Expectations gathered pace that there will soon be some shake-up of the Dow Jones Industrial Average. Citigroup – once America’s biggest bank by capitalisation at US$55 per share – traded under US$1 last night. Cohort Bank of America is trading around US$3, and once iconic Dow component General Motors is trading below US$2. Longstanding member Alcoa is trading near US$5 and thus also vulnerable. With such low share prices, these stocks are no longer having any material impact on the movement of the DJIA. They should thus be removed from the average. Suggested replacements for the bank stocks include credit card facilitators Mastercard and Visa, trust bank Bank of New York Mellon, and even Goldman Sachs.

The weakness provided by the thought of these once great companies departing the Dow is merely symbolic. Fund managers concentrate on the S&P 500 index and will have already sold down such stocks as their percentage weighting in the 500 has decreased. This is part of the problem – cap-weighted indices are open to self-fulfilling stock price movements.

Further news last night had fraudulent credit agency Moody’s (ratings agencies are now admitting they “made up” values for AAA-rated CDOs) warning that two of America’s more stable banks – JP Morgan (a Dow component) and Wells Fargo – were on negative watch. The ratings agencies were complicit at the beginning of the whole financial crisis and they keep fuelling it today.

It is understood General Electric (a Dow component looking uncomfortable under US$7) is also in danger of losing its AAA-rating. GE’s CEO made the potentially fatal error last night of stating that a downgrade would not affect the business. So many CEO’s of banks and other businesses have made similar “everything’s fine” statements in the past two years, just before bankruptcy.

In a move that was largely expected, the Bank of England last night cut its cash rate from 1.0% to 0.5% – the lowest level in the bank’s 315 year history.

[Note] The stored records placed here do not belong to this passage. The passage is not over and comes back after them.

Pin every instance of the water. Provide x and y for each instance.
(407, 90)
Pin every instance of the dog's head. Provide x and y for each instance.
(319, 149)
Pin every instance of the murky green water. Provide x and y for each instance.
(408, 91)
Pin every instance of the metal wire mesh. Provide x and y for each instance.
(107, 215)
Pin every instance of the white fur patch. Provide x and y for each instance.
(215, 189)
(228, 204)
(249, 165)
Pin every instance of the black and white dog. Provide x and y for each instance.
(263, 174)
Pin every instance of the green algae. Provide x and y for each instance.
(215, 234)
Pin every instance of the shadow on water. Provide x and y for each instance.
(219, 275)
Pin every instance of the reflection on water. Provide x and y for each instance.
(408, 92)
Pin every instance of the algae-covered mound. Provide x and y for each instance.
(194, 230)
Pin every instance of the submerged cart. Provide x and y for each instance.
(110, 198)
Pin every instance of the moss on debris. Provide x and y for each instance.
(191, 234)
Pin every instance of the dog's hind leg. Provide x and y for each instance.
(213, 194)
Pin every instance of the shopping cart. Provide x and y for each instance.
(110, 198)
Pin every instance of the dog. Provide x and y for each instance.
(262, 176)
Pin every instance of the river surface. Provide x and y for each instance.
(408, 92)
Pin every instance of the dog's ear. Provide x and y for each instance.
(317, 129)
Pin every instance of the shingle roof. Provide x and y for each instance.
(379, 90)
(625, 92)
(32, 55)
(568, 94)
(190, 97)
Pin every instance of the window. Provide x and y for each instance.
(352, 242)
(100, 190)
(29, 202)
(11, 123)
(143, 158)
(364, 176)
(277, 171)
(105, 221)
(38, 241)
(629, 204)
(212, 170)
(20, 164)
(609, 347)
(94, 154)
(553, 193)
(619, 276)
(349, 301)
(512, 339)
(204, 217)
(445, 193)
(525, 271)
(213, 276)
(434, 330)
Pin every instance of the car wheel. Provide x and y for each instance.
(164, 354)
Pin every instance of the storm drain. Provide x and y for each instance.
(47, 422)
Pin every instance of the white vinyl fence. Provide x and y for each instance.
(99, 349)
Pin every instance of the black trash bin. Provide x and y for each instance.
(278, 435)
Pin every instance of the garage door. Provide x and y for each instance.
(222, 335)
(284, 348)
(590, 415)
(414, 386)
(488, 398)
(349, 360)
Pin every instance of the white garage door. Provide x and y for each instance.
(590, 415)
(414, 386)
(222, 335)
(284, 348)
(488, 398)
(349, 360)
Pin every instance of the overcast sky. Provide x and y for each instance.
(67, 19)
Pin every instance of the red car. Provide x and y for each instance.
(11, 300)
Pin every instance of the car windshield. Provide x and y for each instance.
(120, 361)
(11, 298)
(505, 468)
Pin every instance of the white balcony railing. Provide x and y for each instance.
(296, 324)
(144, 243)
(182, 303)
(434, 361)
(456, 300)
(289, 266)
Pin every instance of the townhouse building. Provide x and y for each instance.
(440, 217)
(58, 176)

The BoE also announced it would buy 75 billion pounds in high quality corporate debt and also government bonds over the next three months. The latter is known as “monetization of debt” and is highly inflationary. It is the quintessential “money printing” play.

At the same time, the European Central Bank dropped the EU cash rate from 2% to 1.5%. The ECB has been criticised for being tardy on monetary policy response ever since the financial crisis began, famously raising its rate during last year’s inflation scare when all about were slashing madly. Collectively the EU is an economy equivalent in size to the US, and in just as much, if not more, trouble, but we now have the US and Japan at zero, and the UK at 0.5%, and hence the EU’s 1.5% is looking overly contractionary.

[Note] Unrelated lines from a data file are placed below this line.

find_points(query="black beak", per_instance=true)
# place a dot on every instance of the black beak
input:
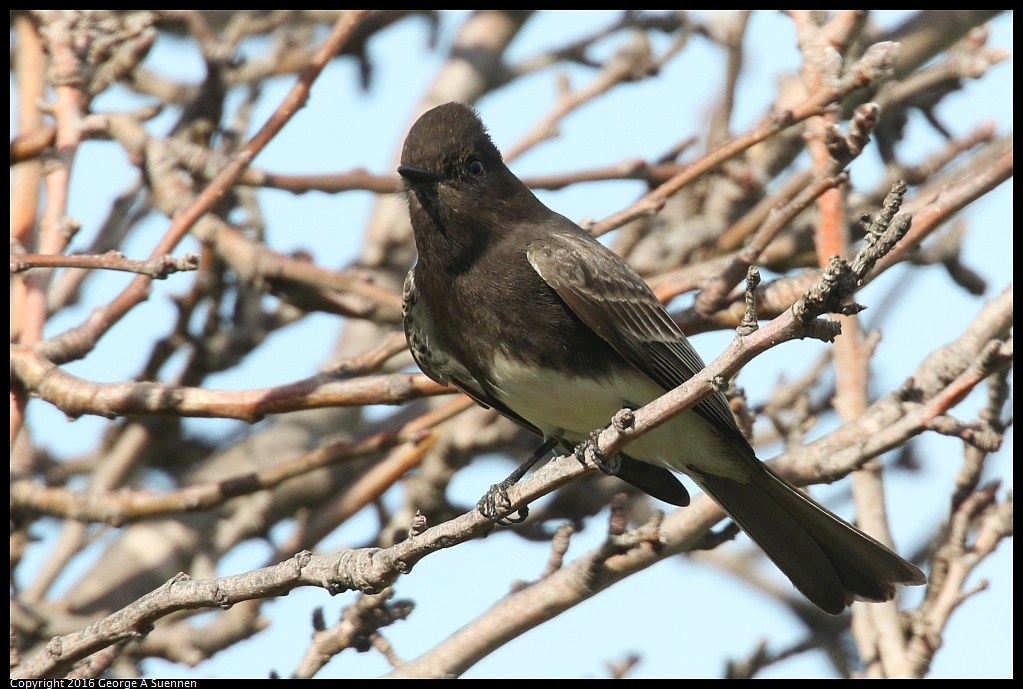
(415, 175)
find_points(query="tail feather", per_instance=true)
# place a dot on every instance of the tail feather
(829, 560)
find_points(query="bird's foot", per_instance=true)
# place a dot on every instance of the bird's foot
(496, 505)
(591, 451)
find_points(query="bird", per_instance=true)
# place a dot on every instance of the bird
(526, 313)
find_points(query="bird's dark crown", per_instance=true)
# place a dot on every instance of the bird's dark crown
(445, 141)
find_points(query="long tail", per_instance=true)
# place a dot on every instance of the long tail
(830, 561)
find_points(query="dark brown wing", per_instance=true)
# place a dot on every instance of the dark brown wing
(611, 299)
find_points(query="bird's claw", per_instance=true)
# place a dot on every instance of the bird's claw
(589, 449)
(496, 506)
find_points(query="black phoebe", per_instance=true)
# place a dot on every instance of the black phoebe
(525, 312)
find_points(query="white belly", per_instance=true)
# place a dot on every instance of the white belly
(573, 408)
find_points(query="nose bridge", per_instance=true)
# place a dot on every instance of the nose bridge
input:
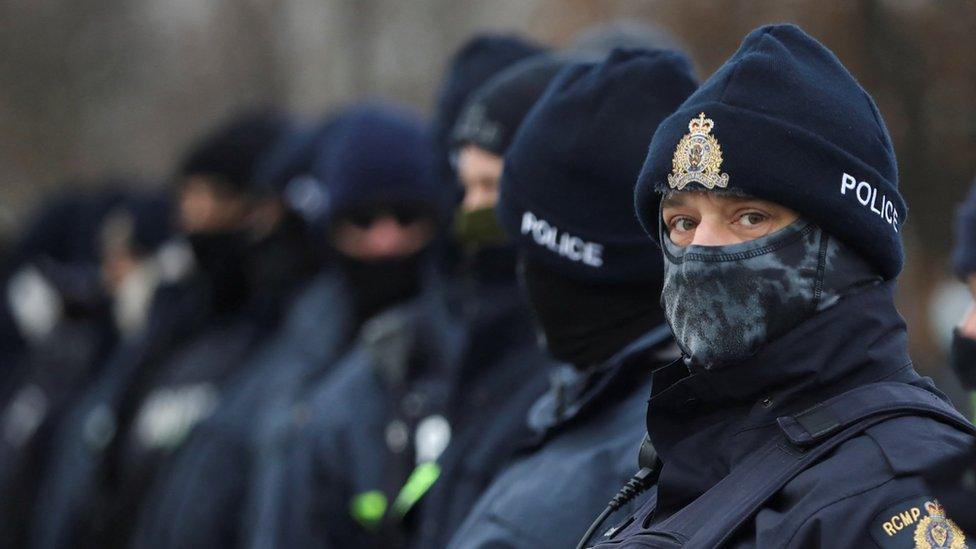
(384, 233)
(478, 197)
(712, 231)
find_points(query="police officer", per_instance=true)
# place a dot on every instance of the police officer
(158, 385)
(502, 372)
(593, 283)
(796, 418)
(62, 364)
(201, 500)
(354, 439)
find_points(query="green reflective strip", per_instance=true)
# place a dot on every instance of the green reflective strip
(368, 508)
(421, 479)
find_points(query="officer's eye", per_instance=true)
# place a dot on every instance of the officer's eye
(682, 224)
(752, 219)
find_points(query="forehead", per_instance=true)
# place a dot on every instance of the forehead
(686, 198)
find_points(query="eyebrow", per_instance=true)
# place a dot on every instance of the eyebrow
(676, 199)
(672, 200)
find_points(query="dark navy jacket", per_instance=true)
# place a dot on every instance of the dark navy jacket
(867, 492)
(587, 432)
(201, 499)
(359, 441)
(64, 501)
(502, 373)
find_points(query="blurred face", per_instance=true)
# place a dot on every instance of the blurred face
(382, 234)
(207, 207)
(479, 172)
(714, 219)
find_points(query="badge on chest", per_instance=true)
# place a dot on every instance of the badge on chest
(919, 523)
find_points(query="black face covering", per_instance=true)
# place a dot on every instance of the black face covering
(724, 303)
(962, 358)
(586, 324)
(222, 257)
(379, 284)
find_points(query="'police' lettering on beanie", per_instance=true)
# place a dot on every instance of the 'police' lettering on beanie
(567, 187)
(797, 129)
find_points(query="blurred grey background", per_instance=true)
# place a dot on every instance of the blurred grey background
(98, 87)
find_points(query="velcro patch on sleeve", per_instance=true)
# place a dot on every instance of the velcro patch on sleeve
(917, 523)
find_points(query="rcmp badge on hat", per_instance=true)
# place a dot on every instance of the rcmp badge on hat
(698, 157)
(937, 530)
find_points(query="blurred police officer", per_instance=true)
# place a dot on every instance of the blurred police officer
(159, 384)
(502, 370)
(96, 296)
(796, 418)
(201, 498)
(354, 434)
(593, 282)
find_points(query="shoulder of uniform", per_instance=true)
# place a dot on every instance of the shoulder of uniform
(919, 522)
(915, 444)
(899, 513)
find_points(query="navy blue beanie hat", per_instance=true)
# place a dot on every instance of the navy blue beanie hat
(474, 64)
(567, 187)
(784, 121)
(232, 152)
(377, 155)
(293, 154)
(287, 168)
(964, 253)
(496, 110)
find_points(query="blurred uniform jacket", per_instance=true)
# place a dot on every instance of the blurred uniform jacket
(587, 430)
(62, 355)
(158, 389)
(362, 433)
(202, 498)
(503, 372)
(867, 491)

Part of the problem is that the EU cannot monetize debt as the US and now the UK have moved to do. There is no EU bond, only individual sovereign bonds. ECB president Jean-Claude Trichet last night responded to angst by suggesting the cash rate could indeed go lower still. It’s already as low as it’s ever been in the short history of the EU.

Speaking of bonds, it was back to the basics of fear and risk aversion last night as all the usual suspects were once again patronised. US Treasury yields fell around 15 basis points as investors kept piling into this “safe haven”. Gold returned to safe haven status last night after eight straight days of losses. Having clipped the US$900 mark in Wednesday’s trade, gold leapt US$30.50 to US$936.10/oz last night.

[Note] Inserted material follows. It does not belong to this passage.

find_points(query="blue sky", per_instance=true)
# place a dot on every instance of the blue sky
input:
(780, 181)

Have we now cleared out those early US$1000/oz speculators?

The yen was bought last night against the US dollar, which indicates risk aversion, while the dollar gained against both the pound and euro following the rate cuts. The Aussie has fallen back one and a half cents on weaker economic data and yen buying, to US$0.6368.

Oil turned around from it’s near 9% jump on Wednesday to fall 4% last night or US$1.76 to US$43.62/bbl.

Likewise base metals mostly gave back some big gains. Copper fell 2.5% and aluminium and nickel 3%, while lead and zinc remained steady.

The SPI Overnight lost 50 points.

The Lord giveth and the Lord taketh away.